Since a new chapter is long overdue, here you go
June 15, 2006
Dear Diary,
I don’t know how much longer I can wait.
I don’t wanna be too forceful, and I’ve said before, I don’t wanna feel like a “rebound” guy.
But I want to be with her.
She means the world to me.
And lately, our relationship seems to be entering the “beyond awkward” stage.
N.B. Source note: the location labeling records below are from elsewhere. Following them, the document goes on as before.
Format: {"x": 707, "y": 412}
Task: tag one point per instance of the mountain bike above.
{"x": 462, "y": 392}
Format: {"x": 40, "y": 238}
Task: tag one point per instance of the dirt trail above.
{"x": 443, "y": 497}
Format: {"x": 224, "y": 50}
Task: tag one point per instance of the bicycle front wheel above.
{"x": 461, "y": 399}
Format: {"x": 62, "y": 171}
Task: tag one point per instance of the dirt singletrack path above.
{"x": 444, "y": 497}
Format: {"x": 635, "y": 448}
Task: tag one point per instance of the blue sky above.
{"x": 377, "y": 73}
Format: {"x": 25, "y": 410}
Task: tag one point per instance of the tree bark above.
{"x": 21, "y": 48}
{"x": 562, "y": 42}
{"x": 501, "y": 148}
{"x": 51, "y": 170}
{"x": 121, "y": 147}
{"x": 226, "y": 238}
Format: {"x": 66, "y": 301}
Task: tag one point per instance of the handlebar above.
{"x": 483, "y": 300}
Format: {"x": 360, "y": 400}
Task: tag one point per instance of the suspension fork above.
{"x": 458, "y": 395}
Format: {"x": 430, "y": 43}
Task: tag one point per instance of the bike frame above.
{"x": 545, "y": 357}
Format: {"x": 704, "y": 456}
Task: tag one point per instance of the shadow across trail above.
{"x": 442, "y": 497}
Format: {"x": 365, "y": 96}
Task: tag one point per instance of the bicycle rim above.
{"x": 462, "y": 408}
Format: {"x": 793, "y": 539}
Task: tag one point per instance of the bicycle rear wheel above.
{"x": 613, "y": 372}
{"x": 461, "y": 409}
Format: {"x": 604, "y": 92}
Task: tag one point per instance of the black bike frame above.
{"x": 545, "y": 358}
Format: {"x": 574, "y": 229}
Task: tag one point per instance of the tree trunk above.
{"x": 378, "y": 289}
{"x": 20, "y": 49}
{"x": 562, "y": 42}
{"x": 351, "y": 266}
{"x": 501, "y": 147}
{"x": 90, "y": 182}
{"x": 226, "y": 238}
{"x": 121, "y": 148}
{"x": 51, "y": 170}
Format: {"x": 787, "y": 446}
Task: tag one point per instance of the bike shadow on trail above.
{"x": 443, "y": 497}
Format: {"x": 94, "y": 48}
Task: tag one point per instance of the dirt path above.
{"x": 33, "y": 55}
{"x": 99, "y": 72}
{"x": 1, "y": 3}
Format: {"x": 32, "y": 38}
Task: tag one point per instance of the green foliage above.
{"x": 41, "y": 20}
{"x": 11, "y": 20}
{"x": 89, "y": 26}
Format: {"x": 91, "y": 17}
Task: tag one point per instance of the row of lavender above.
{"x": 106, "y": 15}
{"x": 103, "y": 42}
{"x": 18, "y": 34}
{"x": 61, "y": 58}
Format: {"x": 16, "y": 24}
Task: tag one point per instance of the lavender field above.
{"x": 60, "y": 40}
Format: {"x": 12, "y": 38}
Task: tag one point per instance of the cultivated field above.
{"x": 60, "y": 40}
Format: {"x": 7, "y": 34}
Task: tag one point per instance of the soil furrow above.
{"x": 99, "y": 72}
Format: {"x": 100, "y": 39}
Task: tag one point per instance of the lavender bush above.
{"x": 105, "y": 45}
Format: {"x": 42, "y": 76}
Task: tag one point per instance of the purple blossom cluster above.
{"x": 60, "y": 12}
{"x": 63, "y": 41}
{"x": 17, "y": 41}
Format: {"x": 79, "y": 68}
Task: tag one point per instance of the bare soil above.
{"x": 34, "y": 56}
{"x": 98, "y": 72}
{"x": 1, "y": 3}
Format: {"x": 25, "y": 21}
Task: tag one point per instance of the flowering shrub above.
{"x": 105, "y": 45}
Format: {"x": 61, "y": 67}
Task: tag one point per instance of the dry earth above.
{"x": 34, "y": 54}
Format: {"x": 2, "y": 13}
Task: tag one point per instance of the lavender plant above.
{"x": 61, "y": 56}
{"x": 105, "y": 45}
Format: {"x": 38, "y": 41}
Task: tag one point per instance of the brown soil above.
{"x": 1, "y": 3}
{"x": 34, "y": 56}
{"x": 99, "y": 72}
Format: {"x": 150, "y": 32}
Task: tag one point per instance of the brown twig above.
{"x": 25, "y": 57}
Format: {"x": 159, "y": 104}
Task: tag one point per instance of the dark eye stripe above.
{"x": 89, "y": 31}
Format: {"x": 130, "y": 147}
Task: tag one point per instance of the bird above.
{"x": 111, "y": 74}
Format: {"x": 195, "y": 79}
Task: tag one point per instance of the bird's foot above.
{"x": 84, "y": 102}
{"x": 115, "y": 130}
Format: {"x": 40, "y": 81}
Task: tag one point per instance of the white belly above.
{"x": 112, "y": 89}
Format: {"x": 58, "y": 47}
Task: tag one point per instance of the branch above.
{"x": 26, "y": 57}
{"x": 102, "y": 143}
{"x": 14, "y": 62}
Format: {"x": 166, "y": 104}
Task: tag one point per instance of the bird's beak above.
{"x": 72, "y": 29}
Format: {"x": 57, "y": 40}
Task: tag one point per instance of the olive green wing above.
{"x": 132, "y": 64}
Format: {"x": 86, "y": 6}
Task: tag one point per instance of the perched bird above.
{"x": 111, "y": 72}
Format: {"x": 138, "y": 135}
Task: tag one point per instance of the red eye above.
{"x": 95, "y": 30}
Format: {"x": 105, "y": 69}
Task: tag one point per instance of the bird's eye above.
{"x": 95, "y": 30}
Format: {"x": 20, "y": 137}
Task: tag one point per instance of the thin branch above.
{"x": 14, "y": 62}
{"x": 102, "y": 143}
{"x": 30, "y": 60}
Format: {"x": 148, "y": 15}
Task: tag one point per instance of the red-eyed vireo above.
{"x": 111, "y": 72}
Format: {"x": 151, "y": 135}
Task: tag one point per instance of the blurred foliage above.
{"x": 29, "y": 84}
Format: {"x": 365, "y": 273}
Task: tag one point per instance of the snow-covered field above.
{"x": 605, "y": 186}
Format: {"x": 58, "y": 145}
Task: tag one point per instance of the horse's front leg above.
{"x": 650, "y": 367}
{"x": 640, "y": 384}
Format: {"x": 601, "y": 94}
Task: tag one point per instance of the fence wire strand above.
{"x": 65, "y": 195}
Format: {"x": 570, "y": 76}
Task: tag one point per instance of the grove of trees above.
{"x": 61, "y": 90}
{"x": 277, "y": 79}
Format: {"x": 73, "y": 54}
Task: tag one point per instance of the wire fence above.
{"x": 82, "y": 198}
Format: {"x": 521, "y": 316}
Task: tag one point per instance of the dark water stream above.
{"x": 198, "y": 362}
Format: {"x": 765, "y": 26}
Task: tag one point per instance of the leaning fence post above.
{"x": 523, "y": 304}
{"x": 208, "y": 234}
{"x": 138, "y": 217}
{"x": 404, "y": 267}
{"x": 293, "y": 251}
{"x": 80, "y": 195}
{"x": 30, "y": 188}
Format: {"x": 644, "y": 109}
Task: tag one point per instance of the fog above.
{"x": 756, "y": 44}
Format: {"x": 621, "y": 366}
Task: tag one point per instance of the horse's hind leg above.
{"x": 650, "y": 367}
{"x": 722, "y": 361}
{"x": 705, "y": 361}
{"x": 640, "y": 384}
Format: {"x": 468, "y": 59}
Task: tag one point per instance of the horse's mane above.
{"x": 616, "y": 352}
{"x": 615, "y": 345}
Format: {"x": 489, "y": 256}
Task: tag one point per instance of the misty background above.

“Hey Sara,” I greet her as she walks into the break room. “Hi Greg. What’s up?” ‘What’s up’!? Is she serious? “Not much. I just needed to take a break.” I give her a small smile, which she returns. “Yeah, extremely busy shift, isn’t it?” My God, do we have to talk about work? “Yeah, among other things,” I look away, knowing I’ve over talked again. “Yeah, well, I better get to the garage. Warrick’s got the victim’s car and it’s ready to be processed, so…” I totally blew it! “Later Sara,” I say as I watch her leave the room. “Later Greg,” She responds, not even looking back at me.
See what I mean?
Awkward!
All we do is talk about work, and whenever I try to change the subject, she almost cowers away from me.
How much does that suck?!
I’m so afraid that our relationship will never be the way it was.
Or the way it should be.
Our friendship is suffering horribly over this.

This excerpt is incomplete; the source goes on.